The next day, Perczel was informed that Jellačić's border guard battalions and four 12-pounder guns had arrived in Graz to besiege Csáktornya. A military council was held, which decided to abandon the Muraköz region in two days. Perczel hoped that this retreat could be carried out undisturbed. His army left Muraköz on 11 November, which had become almost like Lake Balaton because of the flood. This was a last-minute move, as the waters of the Mura swept away the bridge at Letenye a few hours after the crossing.

The attack on Friedau was therefore a typical example of a pre-emptive attack carried out at the right time and at the right pace. Perczel and Miklós Gaál made good use of their time and forces, and managed to gain the few days necessary to ensure a smooth evacuation of the Muraköz. The generals of the opposing side, despite their much greater routine and experience, were confused, and despite their superior strength, Perczel seized the initiative. However, the battle itself did not quite go according to the plan, and Perczel, precisely because of his lack of routine and experience, did not succeed in asserting his numerical superiority.

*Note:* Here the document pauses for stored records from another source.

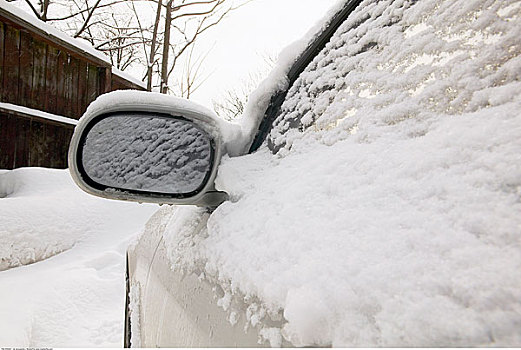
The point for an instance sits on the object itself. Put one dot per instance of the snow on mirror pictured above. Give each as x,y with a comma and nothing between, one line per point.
147,153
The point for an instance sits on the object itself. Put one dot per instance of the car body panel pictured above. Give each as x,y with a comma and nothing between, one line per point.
179,308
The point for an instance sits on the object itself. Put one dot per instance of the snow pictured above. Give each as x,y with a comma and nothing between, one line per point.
387,210
72,293
128,77
50,30
36,113
154,154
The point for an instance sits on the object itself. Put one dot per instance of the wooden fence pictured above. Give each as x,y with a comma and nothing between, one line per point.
44,72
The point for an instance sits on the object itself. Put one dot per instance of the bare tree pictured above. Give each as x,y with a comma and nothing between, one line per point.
134,37
233,102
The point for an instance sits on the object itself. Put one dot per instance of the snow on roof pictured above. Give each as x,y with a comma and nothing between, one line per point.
46,29
390,215
258,101
36,113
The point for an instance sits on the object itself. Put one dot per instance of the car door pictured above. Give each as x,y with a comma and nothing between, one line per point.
386,70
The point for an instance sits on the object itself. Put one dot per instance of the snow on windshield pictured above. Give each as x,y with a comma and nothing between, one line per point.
154,154
397,69
390,214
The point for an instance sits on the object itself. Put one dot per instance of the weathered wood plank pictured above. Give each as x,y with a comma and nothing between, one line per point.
39,75
92,84
61,101
51,80
11,65
23,127
7,137
26,69
73,95
82,87
1,60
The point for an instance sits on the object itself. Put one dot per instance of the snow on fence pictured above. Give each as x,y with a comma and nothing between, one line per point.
44,70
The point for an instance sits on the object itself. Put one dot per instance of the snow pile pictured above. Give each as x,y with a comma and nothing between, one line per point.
75,298
390,214
51,31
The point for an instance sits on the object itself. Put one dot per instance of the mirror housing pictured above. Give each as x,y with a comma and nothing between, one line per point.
103,162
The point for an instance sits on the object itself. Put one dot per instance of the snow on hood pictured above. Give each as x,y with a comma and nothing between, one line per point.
390,215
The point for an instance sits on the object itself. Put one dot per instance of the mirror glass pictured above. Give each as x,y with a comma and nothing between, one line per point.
147,152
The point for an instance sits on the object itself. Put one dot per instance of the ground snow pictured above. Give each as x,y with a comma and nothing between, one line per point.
390,213
75,298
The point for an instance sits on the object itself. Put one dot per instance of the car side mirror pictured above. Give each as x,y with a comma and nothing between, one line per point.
142,147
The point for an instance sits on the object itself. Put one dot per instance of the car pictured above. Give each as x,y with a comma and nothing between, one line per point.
369,196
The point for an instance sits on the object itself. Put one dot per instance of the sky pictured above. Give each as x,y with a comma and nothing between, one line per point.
239,45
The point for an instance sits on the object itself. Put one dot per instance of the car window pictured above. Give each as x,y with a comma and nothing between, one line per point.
395,66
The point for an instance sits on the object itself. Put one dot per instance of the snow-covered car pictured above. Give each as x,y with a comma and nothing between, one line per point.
370,195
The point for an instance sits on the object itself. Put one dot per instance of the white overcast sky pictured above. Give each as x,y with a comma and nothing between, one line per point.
259,28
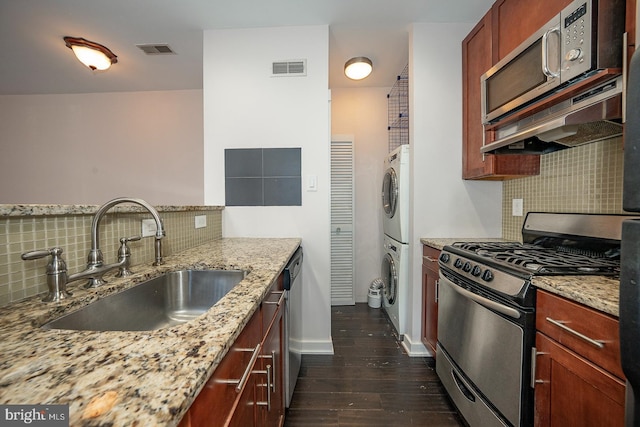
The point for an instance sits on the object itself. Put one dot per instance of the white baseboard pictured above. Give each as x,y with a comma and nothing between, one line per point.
415,348
316,347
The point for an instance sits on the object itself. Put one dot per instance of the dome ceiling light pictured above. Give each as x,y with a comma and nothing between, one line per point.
93,55
358,68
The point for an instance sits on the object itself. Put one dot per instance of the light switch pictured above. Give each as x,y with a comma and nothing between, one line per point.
312,183
516,207
201,221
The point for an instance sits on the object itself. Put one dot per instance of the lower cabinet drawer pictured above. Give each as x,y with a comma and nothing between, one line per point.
588,332
219,398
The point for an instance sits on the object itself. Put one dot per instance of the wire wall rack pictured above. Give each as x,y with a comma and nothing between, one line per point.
398,111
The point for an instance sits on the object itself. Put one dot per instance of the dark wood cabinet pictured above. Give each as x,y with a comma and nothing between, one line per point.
220,399
247,387
513,21
503,28
271,378
430,297
477,58
577,382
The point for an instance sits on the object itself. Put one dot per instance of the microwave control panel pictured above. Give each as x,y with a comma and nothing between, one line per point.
576,39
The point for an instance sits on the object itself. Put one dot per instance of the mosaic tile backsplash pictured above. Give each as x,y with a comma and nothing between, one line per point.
18,234
584,179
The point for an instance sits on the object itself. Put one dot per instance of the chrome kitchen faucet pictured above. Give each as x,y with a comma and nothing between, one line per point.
57,278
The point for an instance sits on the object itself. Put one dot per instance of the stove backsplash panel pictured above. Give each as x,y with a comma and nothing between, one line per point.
584,179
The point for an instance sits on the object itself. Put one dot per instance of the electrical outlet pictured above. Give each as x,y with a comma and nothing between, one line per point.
201,221
516,207
149,227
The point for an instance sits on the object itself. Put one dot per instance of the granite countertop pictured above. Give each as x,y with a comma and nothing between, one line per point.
598,292
40,209
150,377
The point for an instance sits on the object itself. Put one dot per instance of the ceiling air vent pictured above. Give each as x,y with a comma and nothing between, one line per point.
156,49
296,67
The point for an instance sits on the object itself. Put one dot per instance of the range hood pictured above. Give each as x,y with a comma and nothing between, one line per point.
590,116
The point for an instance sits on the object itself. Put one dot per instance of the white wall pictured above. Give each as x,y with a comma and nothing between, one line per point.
362,112
442,204
90,148
244,107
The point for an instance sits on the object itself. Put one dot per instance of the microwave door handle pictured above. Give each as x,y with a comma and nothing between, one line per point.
545,53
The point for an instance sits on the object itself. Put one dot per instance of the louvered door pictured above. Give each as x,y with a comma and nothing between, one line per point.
342,221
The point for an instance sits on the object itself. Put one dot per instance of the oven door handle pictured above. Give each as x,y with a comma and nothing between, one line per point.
486,302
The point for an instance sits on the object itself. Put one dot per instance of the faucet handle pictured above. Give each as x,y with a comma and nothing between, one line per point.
55,266
125,240
124,256
56,273
41,253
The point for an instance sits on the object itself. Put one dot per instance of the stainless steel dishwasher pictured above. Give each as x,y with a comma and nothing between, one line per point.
292,323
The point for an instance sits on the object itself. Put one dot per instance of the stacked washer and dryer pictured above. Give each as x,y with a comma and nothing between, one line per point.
395,257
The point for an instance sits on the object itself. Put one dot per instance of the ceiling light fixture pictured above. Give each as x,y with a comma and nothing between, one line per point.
91,54
358,68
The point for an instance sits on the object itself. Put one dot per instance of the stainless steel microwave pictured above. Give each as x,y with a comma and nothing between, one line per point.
584,38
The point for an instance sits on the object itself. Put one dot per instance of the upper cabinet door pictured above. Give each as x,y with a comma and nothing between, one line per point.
477,53
513,21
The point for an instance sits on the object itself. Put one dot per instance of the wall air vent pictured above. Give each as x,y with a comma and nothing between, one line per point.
296,67
156,49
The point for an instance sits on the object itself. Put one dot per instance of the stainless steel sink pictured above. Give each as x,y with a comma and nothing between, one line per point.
171,299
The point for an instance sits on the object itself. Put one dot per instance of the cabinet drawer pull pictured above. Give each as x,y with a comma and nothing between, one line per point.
267,372
279,303
245,375
272,357
561,325
534,354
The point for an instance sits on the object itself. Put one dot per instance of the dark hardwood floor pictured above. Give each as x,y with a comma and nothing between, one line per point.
369,381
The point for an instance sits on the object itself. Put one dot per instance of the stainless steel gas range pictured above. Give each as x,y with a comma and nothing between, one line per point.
486,309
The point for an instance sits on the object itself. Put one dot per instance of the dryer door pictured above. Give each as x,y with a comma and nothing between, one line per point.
389,279
390,192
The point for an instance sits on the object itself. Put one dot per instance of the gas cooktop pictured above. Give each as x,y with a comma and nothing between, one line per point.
540,260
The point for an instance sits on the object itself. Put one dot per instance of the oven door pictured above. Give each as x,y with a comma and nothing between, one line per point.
485,355
528,72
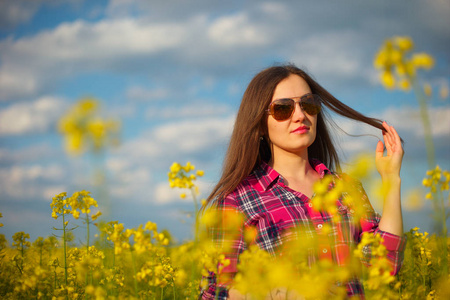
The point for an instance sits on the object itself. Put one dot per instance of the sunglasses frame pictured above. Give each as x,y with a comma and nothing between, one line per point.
302,99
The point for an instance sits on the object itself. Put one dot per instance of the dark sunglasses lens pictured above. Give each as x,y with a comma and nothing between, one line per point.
282,109
311,104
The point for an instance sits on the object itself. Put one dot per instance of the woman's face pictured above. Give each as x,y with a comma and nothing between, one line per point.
296,134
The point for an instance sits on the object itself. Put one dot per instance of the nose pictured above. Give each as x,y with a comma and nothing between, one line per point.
298,114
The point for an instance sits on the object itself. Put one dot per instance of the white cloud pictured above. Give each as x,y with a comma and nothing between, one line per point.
144,94
36,181
331,53
193,110
36,116
31,63
237,30
16,12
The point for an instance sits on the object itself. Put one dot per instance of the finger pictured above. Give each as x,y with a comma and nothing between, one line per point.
379,150
387,143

He spent the next month organizing and increasing his army. It organized new battalions from the recruits from Vas, Zala and Somogy counties. Perczel's troops crossed the Mura several times, and each time he managed to surprise the commanders of the opposing forces. At the end of November, he ordered his artillery to shoot the Croatian positions from Légrád, to which not only the Croatian army but also a large part of the Styrian army rushed to this threatened point. In mid-December, Perczel prepared to invade Muraköz again but was prevented from doing so by the attack of the K.u.K. army.